Debuting a tabletop model of their design at the 17th International Venice Biennale, SOM’s “Moon Village” features a grouping of connected research stations and associated solar power grids.

“The project presents a completely new challenge for the field of architectural design,” said Design Partner Colin Koop in a statement. “The Moon Village must be able to sustain human life in an otherwise uninhabitable setting. We have to consider problems that no one would think about on Earth, like radiation protection, pressure differentials, and how to provide breathable air.”

Working in partnership with the European Space Agency (ESA) and the Massachusetts Institute of Technology (MIT), SOM designed this moon community to be situated near the lunar South Pole, on the rim of Shackleton Crater, a part of the Moon that receives almost continuous daylight throughout the year. All that light could be channeled for energy storage, enabling the settlement to be self-sufficient.

The site is also close to water-ice deposits in shadowed depressions that could be harvested to produce oxygen for breathing. Additionally, that water could help create rocket propellant for transportation needs, and offer support for the daily industrial functions of the base.

Each research station tower will be three to four stories tall, with room for workspaces, living quarters, life support systems, and environmental control units. In terms of the construction, each tower module will be “a hybrid rigid-soft system, made of two key elements: a rigid composite perimeter frame and an inflatable structural shell that integrates a multi-layer assembly with an environmental protection system.” Each one is crafted to inflate and expand to increase interior volume as future needs dictate. The outer shells, made of open-foam polyurethane and double-aluminized Mylar insulation, will be formulated to resist extreme temperatures, solar radiation, regolith dust, and space projectiles.

The inner support structure will be fashioned from titanium alloy for maximum strength. The rigid-soft system will allow for optimal airflow, unobstructed foot traffic, and large, transparent work spaces.

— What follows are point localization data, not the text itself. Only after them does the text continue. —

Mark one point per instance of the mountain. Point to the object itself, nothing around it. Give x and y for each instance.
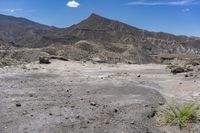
(95, 37)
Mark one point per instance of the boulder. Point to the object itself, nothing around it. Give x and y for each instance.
(44, 60)
(179, 69)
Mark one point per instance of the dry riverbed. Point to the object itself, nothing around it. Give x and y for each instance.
(75, 97)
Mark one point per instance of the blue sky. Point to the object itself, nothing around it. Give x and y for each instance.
(181, 17)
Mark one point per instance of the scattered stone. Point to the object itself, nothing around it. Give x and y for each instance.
(93, 104)
(179, 69)
(106, 122)
(115, 110)
(44, 60)
(152, 114)
(25, 113)
(191, 74)
(50, 114)
(77, 116)
(18, 105)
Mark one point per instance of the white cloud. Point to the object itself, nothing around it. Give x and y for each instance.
(164, 3)
(10, 10)
(73, 4)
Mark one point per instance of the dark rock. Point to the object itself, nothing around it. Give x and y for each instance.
(18, 105)
(44, 60)
(93, 104)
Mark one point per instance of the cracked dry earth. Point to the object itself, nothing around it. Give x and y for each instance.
(75, 97)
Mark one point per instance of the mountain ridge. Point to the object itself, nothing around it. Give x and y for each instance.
(95, 36)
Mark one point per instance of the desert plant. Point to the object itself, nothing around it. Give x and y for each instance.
(182, 116)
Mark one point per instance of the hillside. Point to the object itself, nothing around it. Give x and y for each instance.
(95, 37)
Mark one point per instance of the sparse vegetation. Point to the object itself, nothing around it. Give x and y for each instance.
(182, 116)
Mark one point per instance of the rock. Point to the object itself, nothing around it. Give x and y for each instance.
(93, 104)
(50, 114)
(44, 60)
(179, 69)
(18, 105)
(191, 74)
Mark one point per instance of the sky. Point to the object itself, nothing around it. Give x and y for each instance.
(180, 17)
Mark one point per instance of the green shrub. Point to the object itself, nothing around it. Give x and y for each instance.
(182, 116)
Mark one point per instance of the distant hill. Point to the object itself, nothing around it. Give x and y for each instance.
(95, 37)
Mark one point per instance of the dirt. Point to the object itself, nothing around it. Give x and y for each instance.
(69, 97)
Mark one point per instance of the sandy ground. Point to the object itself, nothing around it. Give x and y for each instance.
(75, 97)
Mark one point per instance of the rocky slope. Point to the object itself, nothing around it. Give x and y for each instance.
(95, 37)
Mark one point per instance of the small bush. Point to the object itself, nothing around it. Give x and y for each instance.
(182, 116)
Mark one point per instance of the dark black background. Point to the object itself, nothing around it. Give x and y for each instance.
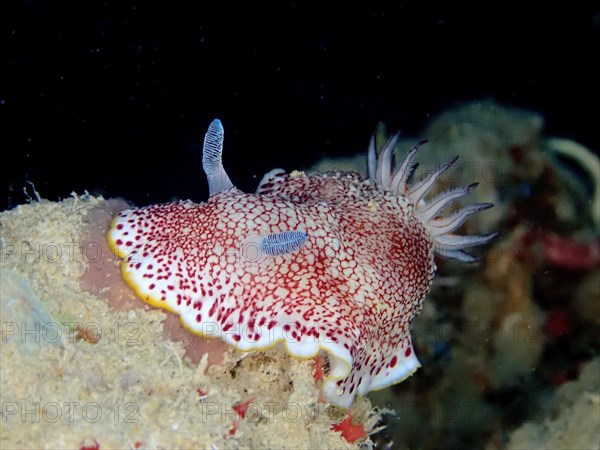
(115, 96)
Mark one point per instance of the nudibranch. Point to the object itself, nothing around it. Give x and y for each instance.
(325, 262)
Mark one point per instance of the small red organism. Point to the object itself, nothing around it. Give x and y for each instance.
(318, 374)
(94, 446)
(567, 253)
(233, 429)
(202, 394)
(241, 408)
(350, 431)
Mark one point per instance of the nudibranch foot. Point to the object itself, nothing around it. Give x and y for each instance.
(299, 265)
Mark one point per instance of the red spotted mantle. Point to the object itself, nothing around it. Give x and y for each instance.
(350, 290)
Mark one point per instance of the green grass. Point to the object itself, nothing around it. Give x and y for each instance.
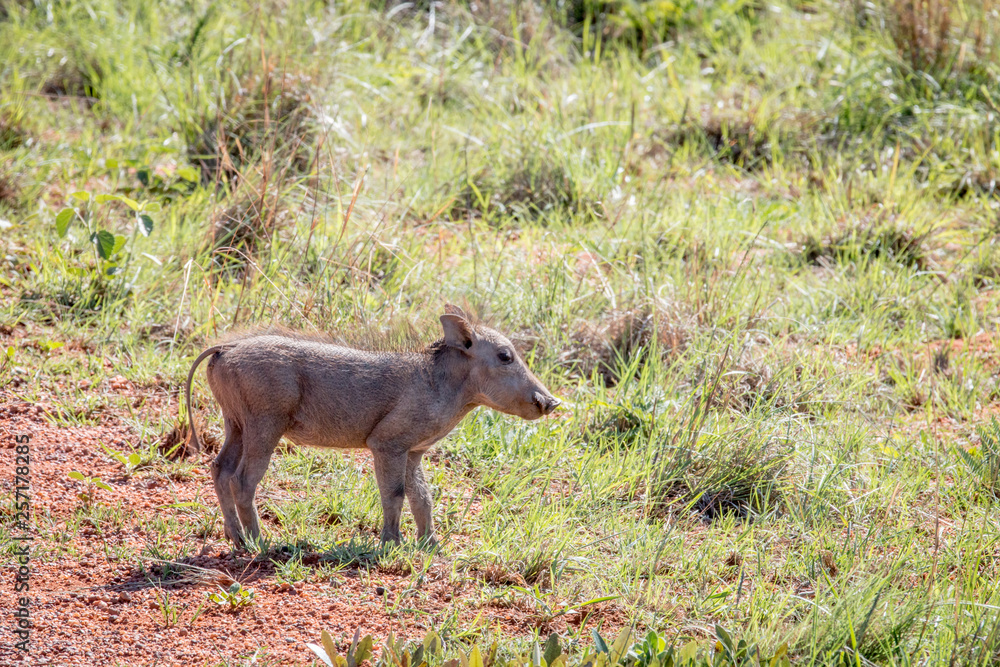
(734, 238)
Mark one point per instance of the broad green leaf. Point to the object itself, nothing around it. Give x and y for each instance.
(188, 173)
(432, 642)
(364, 650)
(319, 651)
(328, 645)
(620, 646)
(552, 649)
(105, 242)
(145, 225)
(63, 219)
(599, 643)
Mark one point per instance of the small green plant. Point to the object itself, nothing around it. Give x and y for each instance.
(651, 651)
(358, 652)
(234, 598)
(983, 460)
(112, 251)
(171, 612)
(130, 462)
(91, 485)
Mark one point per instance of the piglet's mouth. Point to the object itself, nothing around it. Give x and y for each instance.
(545, 403)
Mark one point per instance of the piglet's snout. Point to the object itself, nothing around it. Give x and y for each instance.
(545, 404)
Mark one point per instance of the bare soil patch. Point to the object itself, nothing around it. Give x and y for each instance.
(91, 605)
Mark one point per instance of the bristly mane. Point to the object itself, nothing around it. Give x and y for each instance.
(397, 339)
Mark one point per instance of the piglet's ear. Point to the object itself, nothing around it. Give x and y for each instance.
(452, 309)
(458, 333)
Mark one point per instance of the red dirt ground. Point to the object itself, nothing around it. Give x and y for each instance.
(93, 609)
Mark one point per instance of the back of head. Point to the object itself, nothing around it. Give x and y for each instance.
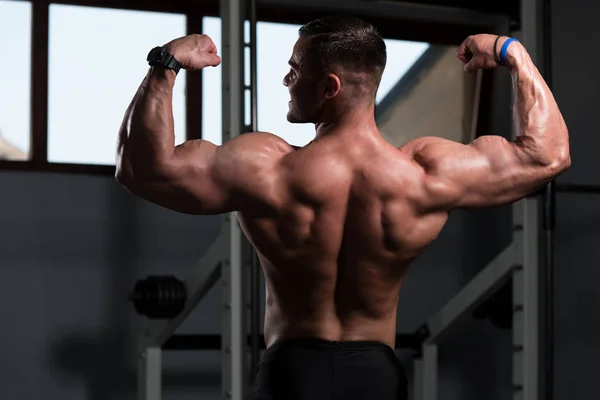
(349, 44)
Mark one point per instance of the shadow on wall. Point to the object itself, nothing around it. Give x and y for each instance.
(103, 358)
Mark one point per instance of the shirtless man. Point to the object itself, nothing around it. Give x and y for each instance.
(337, 223)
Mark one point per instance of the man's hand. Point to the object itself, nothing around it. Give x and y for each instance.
(478, 51)
(194, 52)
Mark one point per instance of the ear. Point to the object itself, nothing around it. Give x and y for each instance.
(333, 86)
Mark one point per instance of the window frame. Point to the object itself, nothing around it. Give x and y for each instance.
(432, 32)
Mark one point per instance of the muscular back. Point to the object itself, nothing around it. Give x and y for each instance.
(336, 243)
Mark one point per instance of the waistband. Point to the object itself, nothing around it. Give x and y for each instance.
(321, 344)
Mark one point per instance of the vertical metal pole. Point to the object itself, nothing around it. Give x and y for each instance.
(418, 382)
(255, 263)
(150, 374)
(233, 343)
(430, 372)
(529, 377)
(526, 288)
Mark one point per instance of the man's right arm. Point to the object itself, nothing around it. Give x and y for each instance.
(491, 170)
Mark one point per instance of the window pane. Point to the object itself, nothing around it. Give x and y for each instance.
(97, 61)
(434, 97)
(15, 83)
(275, 44)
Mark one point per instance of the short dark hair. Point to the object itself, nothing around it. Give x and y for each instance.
(349, 42)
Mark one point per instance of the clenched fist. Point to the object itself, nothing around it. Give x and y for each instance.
(482, 51)
(194, 52)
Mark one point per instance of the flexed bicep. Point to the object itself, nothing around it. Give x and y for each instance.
(491, 171)
(204, 179)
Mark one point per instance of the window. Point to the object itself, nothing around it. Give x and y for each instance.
(435, 97)
(15, 80)
(275, 44)
(97, 59)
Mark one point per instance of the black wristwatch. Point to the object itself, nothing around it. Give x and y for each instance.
(159, 56)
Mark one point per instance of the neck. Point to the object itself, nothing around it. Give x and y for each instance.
(357, 119)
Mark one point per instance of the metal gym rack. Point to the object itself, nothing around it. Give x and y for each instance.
(226, 261)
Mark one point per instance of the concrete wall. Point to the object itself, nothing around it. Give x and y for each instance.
(73, 246)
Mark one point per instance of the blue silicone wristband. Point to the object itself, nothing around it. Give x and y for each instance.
(504, 50)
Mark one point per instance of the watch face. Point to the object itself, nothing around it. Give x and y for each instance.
(155, 54)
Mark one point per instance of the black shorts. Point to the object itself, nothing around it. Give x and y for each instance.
(313, 369)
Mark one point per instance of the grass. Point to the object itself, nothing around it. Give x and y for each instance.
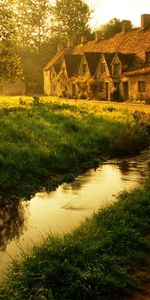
(47, 142)
(102, 259)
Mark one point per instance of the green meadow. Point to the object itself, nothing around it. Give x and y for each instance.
(105, 258)
(47, 141)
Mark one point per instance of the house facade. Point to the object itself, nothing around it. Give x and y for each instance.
(108, 69)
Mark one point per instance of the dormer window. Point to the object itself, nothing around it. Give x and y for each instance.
(116, 70)
(147, 58)
(102, 67)
(84, 68)
(141, 86)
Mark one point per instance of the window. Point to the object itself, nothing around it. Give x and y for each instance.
(101, 87)
(141, 86)
(148, 57)
(116, 69)
(84, 68)
(117, 85)
(102, 67)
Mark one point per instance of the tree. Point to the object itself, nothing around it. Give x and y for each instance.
(32, 21)
(10, 63)
(111, 28)
(70, 18)
(32, 24)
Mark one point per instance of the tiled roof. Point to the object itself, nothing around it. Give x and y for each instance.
(92, 60)
(109, 57)
(134, 41)
(56, 58)
(72, 64)
(141, 71)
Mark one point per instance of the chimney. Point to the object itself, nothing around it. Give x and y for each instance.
(60, 47)
(145, 21)
(126, 26)
(98, 35)
(70, 41)
(83, 39)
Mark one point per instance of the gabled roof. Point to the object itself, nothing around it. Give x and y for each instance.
(134, 41)
(72, 64)
(142, 71)
(109, 57)
(92, 60)
(56, 58)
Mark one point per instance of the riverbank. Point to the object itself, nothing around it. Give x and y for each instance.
(46, 141)
(107, 257)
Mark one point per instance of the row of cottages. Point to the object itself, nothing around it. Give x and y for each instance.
(118, 67)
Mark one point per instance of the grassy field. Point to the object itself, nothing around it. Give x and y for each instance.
(47, 141)
(106, 258)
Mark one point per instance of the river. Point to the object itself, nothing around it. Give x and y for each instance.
(25, 223)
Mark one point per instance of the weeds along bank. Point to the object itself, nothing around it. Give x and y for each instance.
(106, 258)
(47, 141)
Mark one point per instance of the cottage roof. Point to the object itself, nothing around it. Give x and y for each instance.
(109, 57)
(56, 58)
(92, 60)
(142, 71)
(72, 64)
(134, 41)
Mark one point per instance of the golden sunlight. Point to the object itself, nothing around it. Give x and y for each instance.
(105, 10)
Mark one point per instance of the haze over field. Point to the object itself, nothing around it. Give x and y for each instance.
(104, 10)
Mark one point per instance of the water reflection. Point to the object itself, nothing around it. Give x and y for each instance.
(62, 210)
(11, 223)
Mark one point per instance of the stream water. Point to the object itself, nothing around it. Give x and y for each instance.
(26, 222)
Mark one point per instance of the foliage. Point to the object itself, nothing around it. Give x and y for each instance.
(70, 17)
(32, 21)
(106, 257)
(44, 140)
(111, 28)
(86, 87)
(10, 63)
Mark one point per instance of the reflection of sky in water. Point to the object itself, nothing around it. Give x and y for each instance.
(63, 209)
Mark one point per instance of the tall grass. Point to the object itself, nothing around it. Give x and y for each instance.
(44, 143)
(106, 258)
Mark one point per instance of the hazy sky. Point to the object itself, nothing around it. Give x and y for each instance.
(121, 9)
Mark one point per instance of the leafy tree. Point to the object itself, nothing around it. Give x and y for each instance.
(32, 21)
(10, 63)
(70, 18)
(112, 27)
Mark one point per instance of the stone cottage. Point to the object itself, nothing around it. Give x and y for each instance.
(120, 64)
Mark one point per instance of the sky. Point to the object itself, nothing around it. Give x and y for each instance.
(105, 10)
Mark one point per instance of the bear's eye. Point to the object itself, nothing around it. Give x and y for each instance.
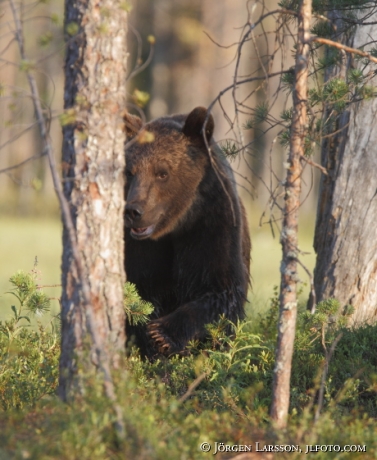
(162, 174)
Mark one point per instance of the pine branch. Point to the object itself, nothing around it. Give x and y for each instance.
(100, 350)
(325, 41)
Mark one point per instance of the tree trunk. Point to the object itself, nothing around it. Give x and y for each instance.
(93, 164)
(289, 233)
(346, 230)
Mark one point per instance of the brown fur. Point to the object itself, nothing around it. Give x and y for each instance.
(187, 241)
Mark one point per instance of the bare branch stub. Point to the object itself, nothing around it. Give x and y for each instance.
(289, 234)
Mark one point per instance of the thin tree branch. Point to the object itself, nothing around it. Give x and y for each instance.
(326, 41)
(66, 213)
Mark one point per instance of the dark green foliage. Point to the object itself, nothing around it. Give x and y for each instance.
(326, 102)
(137, 310)
(230, 381)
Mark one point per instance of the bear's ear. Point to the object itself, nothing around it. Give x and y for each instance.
(132, 124)
(194, 124)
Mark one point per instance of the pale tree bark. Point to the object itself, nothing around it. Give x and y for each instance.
(346, 230)
(93, 164)
(289, 233)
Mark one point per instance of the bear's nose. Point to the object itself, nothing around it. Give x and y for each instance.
(133, 211)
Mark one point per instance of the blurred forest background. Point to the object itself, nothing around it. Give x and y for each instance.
(193, 60)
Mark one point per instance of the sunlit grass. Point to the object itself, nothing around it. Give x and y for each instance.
(22, 240)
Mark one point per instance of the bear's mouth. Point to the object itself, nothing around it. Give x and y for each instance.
(142, 232)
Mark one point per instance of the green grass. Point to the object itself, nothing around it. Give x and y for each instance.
(24, 239)
(229, 405)
(21, 241)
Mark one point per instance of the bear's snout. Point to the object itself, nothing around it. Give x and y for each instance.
(134, 212)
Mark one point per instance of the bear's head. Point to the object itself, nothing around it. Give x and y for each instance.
(165, 162)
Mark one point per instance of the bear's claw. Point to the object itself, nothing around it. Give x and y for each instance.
(161, 341)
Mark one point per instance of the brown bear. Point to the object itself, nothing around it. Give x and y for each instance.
(187, 238)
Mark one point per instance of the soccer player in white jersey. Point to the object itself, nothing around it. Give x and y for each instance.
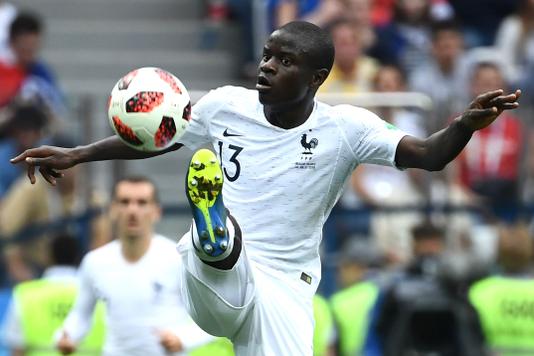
(285, 157)
(138, 278)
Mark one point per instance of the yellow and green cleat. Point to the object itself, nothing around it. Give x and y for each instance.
(204, 184)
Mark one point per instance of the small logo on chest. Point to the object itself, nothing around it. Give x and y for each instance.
(309, 144)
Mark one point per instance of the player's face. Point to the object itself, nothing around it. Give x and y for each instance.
(26, 48)
(134, 209)
(284, 76)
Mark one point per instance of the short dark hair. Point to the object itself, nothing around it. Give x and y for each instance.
(314, 41)
(426, 230)
(65, 250)
(137, 179)
(25, 23)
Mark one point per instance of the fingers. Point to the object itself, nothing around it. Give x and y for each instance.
(32, 152)
(503, 99)
(482, 113)
(48, 174)
(31, 173)
(484, 99)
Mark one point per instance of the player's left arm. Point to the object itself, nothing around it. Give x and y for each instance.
(435, 152)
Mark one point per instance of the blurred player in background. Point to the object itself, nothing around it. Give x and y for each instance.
(40, 306)
(137, 277)
(285, 159)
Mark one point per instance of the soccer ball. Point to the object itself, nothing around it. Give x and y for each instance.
(149, 109)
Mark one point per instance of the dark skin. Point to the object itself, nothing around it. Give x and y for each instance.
(287, 85)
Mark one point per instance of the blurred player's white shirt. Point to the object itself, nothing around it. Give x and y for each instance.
(140, 298)
(280, 184)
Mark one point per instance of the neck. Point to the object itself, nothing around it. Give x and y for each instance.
(135, 247)
(289, 117)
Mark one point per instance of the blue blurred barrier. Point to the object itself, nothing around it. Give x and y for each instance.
(5, 297)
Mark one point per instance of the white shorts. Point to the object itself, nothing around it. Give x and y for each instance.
(261, 311)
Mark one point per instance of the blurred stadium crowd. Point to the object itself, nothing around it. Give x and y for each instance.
(414, 263)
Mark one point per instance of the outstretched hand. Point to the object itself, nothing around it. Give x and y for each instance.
(49, 159)
(486, 107)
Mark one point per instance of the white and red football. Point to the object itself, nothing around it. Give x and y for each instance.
(149, 109)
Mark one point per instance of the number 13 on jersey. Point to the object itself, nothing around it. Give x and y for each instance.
(233, 172)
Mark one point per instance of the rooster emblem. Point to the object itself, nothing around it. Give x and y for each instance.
(308, 146)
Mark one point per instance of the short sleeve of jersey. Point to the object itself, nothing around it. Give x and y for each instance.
(371, 139)
(197, 133)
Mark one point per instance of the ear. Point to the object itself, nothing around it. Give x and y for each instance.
(319, 77)
(112, 209)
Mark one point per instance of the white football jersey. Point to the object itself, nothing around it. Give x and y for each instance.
(140, 299)
(282, 184)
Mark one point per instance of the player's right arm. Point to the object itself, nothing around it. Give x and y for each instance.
(51, 159)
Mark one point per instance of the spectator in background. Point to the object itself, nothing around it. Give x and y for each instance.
(405, 41)
(144, 309)
(382, 11)
(22, 73)
(515, 40)
(26, 205)
(481, 18)
(419, 313)
(23, 128)
(353, 71)
(443, 76)
(504, 300)
(7, 13)
(489, 165)
(352, 304)
(40, 306)
(379, 187)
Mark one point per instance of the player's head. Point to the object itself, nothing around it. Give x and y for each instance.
(65, 250)
(135, 207)
(296, 60)
(25, 38)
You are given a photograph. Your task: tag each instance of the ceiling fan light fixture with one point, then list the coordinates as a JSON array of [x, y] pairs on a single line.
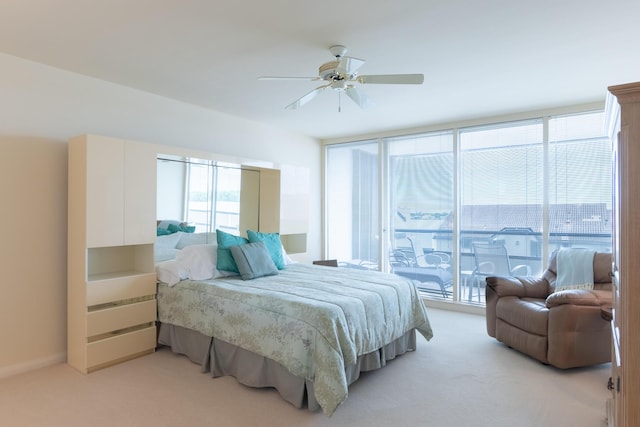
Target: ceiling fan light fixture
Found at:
[[341, 74]]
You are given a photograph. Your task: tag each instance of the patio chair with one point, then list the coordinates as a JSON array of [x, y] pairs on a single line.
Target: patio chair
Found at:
[[492, 259], [423, 276]]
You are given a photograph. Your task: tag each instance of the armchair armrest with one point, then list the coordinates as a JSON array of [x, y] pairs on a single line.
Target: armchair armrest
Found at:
[[533, 287], [596, 298]]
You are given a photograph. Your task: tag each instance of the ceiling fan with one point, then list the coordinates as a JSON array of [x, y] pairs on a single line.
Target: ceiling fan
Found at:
[[341, 75]]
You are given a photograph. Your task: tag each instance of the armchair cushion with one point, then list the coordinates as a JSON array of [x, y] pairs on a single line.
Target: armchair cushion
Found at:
[[518, 286], [596, 298]]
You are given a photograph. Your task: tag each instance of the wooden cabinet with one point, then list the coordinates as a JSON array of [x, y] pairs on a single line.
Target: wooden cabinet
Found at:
[[623, 108], [111, 230]]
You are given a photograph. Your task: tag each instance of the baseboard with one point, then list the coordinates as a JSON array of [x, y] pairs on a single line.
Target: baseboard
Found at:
[[451, 306], [20, 368]]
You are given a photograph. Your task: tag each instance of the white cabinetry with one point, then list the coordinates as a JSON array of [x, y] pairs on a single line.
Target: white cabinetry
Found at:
[[624, 113], [111, 231]]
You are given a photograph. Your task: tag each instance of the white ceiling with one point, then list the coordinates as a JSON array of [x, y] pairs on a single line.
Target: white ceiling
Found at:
[[479, 58]]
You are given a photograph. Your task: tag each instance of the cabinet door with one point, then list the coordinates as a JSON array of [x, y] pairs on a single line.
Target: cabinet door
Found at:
[[139, 193], [105, 184]]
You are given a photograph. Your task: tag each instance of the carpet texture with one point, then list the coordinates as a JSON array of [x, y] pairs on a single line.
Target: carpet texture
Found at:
[[461, 377]]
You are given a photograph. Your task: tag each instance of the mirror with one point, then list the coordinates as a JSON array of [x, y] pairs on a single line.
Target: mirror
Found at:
[[198, 196]]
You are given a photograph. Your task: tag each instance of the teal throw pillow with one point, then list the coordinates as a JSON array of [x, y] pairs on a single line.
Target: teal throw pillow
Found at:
[[253, 260], [225, 260], [272, 242]]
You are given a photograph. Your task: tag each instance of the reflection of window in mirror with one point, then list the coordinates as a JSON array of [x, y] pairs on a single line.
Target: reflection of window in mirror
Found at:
[[206, 194]]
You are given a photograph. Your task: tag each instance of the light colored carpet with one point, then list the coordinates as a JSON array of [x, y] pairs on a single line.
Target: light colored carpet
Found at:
[[460, 378]]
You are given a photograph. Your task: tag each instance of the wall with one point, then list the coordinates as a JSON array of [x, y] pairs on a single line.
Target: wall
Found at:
[[40, 109]]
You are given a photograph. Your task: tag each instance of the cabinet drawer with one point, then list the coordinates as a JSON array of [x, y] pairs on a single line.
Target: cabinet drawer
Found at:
[[124, 316], [120, 288], [120, 347]]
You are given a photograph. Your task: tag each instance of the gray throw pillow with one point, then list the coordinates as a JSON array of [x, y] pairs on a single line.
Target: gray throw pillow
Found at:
[[253, 260]]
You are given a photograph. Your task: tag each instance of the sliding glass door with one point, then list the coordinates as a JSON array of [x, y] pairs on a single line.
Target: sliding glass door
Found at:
[[426, 206]]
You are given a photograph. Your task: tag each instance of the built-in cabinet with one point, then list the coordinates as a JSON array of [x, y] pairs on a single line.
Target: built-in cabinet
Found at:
[[111, 231], [623, 107]]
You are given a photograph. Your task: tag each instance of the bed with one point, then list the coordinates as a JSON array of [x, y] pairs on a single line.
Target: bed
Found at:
[[306, 330]]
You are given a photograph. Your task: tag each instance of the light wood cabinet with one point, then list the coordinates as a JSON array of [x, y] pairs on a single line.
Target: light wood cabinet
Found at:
[[623, 108], [111, 231]]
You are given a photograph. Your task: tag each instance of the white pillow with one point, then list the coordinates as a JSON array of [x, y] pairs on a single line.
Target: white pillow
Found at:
[[200, 261], [189, 239], [171, 272], [287, 259], [168, 240]]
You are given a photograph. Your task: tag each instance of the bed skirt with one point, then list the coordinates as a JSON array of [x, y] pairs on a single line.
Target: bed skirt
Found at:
[[222, 359]]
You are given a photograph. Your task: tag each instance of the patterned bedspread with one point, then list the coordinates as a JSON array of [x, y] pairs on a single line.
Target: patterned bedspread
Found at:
[[313, 320]]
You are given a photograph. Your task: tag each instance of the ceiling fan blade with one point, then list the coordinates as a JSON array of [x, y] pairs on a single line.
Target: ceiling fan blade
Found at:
[[358, 97], [348, 65], [414, 79], [306, 98], [287, 78]]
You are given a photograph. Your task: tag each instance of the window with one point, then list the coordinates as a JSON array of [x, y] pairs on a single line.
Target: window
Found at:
[[353, 229], [580, 182]]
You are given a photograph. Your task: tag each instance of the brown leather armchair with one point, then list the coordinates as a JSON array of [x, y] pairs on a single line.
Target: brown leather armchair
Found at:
[[564, 329]]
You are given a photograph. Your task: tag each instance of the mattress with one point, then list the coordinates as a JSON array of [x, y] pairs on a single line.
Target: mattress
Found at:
[[315, 321]]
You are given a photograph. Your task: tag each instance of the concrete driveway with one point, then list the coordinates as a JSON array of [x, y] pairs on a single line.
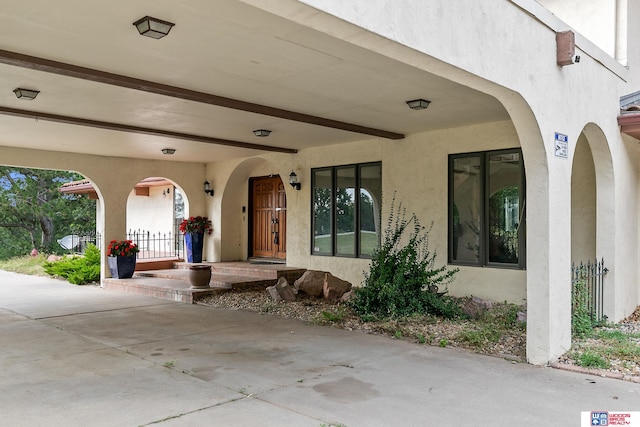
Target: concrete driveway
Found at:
[[85, 356]]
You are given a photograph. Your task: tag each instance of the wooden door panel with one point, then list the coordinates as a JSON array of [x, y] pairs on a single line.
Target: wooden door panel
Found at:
[[268, 218]]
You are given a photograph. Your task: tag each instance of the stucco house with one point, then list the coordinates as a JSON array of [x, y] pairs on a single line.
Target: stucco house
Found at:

Life at the Moon Village would consist of scientific research into sustainability and food production as well as into the materials and history of the lunar surface. At some point, the colony could even accommodate space tourism for those looking for a truly exotic holiday.

The members of SOM hope and believe the Moon Village “is an opportunity to explore the Moon in its entirety, to spur research and commercial growth, and to serve as a stepping stone to achieve even greater ambitions: extending the human footprint to Mars and beyond.”

Skidmore, Owings & Merrill LLP has been creating innovative solutions in architecture, interior design, engineering, and urban planning for over 80 years. They have received over 2,000 industry awards and maintain offices around the globe from New York to Hong Kong to Mumbai.